Canopy Growth Corp’s Linton teams up with his old boss Terry Matthews on Martello Technologies
Some of us might think that being the head of the world’s biggest pot company would be enough to keep you busy. Canopy Growth Corp’s (Quote, Chart TSX:WEED, NYSE:CGC) Bruce Linton gets that.
Or at least he’s trying to.
On Wednesday, the Canopy CEO celebrated the initial public offering of his other gig, Martello Technologies (Quote, Chart TSXV:MTLO), for which he’s co-chairman with tech mogul Terry Matthews. Ottawa-based Martello specializes in the tech end of business communications managing VoIP, video and streaming services, a neglected area in the tech sector, says Linton.
“Everybody now talks about hosted things, [like] Amazon Web Services,” Linton said conversation with BNN Bloomberg recently. “Nobody wants to go out and buy a phone system but many offices have them and nobody wants to buy a video communications system but many have them. What Martello does is make is so we identify the issues and then resolve them through equipment that we have, both virtual and actual.”
In June, Martello announced a $7.5 million private placement of shares in preparation for the IPO, with the stock closing Wednesday at $0.44. Linton, who began his career working for Matthews at Newbridge Networks, sees a lot of parallels between the tech and marijuana sectors.
“I think a successful marijuana company is designed for scale and scale means a lot of technology,” he says. “It means you actually have a chain of custody, understanding how do I not lose cannabis? How do I make sure that I control all the inputs and outputs. So, a lot of my tech history conveyed over into how we run Canopy.”
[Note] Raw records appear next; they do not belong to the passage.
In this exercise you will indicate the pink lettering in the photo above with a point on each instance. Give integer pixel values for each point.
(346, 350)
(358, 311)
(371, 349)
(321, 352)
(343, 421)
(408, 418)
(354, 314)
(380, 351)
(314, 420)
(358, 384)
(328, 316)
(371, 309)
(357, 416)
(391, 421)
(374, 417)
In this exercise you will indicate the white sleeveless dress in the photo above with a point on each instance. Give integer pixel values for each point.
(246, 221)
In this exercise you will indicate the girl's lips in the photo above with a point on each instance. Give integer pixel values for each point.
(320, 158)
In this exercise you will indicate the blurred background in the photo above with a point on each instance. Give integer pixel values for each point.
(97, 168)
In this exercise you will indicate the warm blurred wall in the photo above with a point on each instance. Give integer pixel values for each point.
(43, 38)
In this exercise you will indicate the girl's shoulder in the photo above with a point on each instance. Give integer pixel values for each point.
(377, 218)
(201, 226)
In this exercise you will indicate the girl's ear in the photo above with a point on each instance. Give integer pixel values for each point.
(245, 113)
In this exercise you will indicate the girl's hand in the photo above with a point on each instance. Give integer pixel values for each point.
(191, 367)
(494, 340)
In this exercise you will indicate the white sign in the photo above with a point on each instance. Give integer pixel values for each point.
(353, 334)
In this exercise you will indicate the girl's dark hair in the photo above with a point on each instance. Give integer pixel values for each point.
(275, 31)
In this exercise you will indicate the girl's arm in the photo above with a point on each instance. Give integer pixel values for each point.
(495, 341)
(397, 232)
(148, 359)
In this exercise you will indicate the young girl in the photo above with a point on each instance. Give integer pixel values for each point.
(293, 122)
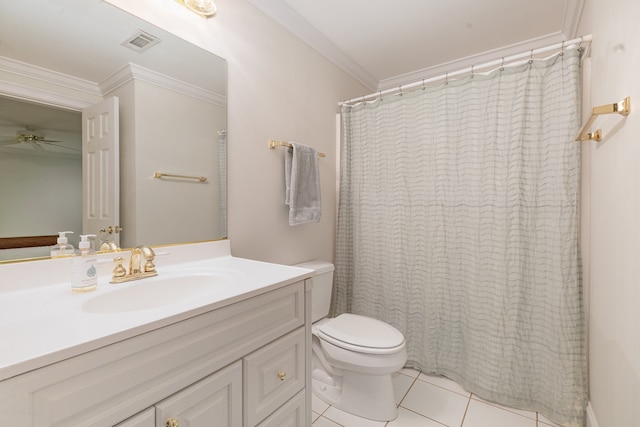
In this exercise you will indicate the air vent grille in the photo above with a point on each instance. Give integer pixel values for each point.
(141, 41)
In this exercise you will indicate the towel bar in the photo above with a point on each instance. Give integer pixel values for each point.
(159, 175)
(273, 144)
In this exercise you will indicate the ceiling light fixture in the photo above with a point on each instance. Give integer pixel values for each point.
(205, 8)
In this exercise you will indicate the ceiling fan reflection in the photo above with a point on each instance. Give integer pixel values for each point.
(35, 139)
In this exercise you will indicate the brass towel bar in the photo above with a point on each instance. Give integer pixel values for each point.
(623, 108)
(274, 144)
(170, 175)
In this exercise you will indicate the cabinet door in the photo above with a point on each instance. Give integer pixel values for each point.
(273, 375)
(215, 400)
(145, 418)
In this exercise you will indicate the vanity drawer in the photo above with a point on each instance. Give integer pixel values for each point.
(273, 375)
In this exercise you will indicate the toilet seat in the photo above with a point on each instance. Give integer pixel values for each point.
(361, 334)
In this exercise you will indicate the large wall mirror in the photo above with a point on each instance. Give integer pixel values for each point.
(60, 57)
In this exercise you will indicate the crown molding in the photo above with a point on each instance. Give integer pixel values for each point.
(130, 72)
(51, 78)
(288, 18)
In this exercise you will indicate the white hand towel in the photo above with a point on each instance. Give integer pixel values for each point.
(302, 184)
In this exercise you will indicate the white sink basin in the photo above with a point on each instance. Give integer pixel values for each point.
(160, 291)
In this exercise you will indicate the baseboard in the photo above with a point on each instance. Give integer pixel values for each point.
(591, 417)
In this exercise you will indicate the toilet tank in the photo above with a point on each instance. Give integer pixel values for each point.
(322, 287)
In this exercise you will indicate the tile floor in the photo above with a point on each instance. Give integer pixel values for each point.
(432, 401)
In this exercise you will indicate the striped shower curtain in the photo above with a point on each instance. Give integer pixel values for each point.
(458, 224)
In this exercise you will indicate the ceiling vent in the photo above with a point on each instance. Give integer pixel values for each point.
(141, 41)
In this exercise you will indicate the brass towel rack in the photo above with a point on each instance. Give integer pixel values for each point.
(273, 144)
(623, 108)
(159, 175)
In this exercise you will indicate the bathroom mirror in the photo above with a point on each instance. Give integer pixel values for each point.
(60, 56)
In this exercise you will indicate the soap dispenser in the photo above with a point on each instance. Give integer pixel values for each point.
(84, 275)
(63, 247)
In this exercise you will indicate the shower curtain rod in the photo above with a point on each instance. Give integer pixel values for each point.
(490, 64)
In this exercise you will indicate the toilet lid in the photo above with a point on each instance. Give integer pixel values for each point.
(361, 331)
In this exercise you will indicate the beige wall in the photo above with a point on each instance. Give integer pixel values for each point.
(279, 88)
(614, 268)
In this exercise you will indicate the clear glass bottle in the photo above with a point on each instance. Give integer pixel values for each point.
(84, 274)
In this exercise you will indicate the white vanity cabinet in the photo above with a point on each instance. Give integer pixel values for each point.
(241, 365)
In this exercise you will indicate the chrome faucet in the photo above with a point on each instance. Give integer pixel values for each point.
(141, 265)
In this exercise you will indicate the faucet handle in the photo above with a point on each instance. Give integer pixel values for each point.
(149, 256)
(119, 270)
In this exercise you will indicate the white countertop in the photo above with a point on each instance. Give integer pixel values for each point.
(43, 322)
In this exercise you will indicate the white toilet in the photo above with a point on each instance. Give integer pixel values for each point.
(353, 356)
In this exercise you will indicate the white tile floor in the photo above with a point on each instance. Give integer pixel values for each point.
(430, 401)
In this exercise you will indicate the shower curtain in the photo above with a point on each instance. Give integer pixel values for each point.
(458, 224)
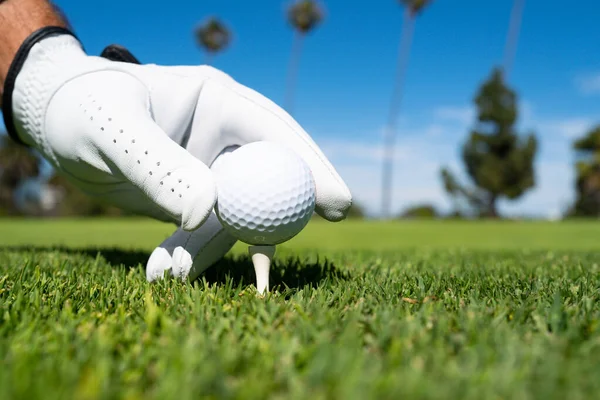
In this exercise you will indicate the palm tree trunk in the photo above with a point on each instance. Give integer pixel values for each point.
(512, 37)
(293, 71)
(390, 129)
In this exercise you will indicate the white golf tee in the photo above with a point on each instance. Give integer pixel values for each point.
(261, 258)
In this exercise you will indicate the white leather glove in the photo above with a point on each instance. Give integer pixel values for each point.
(142, 137)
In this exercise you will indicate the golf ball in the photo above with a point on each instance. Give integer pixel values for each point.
(265, 193)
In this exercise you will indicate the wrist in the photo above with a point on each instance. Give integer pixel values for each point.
(18, 20)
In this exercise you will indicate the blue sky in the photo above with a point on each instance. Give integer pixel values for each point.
(347, 71)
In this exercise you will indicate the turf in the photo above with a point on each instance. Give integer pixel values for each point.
(420, 310)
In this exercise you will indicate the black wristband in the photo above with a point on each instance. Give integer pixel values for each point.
(15, 68)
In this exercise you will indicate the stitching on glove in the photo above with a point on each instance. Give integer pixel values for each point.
(15, 68)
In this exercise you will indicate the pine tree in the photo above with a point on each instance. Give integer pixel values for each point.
(499, 163)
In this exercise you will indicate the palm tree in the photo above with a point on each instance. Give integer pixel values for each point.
(412, 8)
(512, 38)
(17, 164)
(213, 36)
(304, 16)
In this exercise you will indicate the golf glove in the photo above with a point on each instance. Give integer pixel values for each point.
(142, 137)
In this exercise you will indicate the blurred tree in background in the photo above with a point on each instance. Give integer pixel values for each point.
(587, 203)
(17, 165)
(213, 37)
(412, 8)
(303, 16)
(499, 163)
(420, 211)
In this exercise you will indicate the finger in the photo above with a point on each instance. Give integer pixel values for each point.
(109, 123)
(246, 116)
(186, 255)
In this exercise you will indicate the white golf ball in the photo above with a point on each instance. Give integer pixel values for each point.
(265, 193)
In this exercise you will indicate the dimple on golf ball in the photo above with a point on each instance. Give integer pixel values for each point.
(265, 193)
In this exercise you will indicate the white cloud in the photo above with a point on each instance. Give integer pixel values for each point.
(588, 84)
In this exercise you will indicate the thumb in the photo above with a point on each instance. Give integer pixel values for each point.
(114, 131)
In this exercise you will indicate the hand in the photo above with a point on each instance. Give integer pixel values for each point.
(142, 137)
“As of [last] December, I thought, having two jobs is good for six years but now I’m trying to get down to one job, or kind of two with Canopy Growth and Canopy Rivers,” he says. “With Martello, I became co chairman with Terry, so it’s kind of a neat thing.”
With the start of recreational cannabis now just around the corner, Linton is, no surprise, bullish about Canada’s nascent marijuana industry, projecting that Canopy will generate over $100 million in revenue before the year is out.
“I suspect the number of viewers who are interested [in buying legal cannabis] exceed the number who aren’t. What’s that, five or six million people who are going to want to try it in October? That’s just the beginning,” he says. “Europe’s growing like crazy. Last quarter, Canopy did more than ten per cent of its business in Germany.”
“One of the things that’s kind of neat between tech and cannabis, if you’re only thinking about doing well in Canada, you’re done. But if you start off thinking about how to do well around the globe and if you lay down that track for four for five years and it turns into being an opportunity,” he says. “Martello is kind of there, Canopy is kind of there — it’s a bit of symmetry,” he says.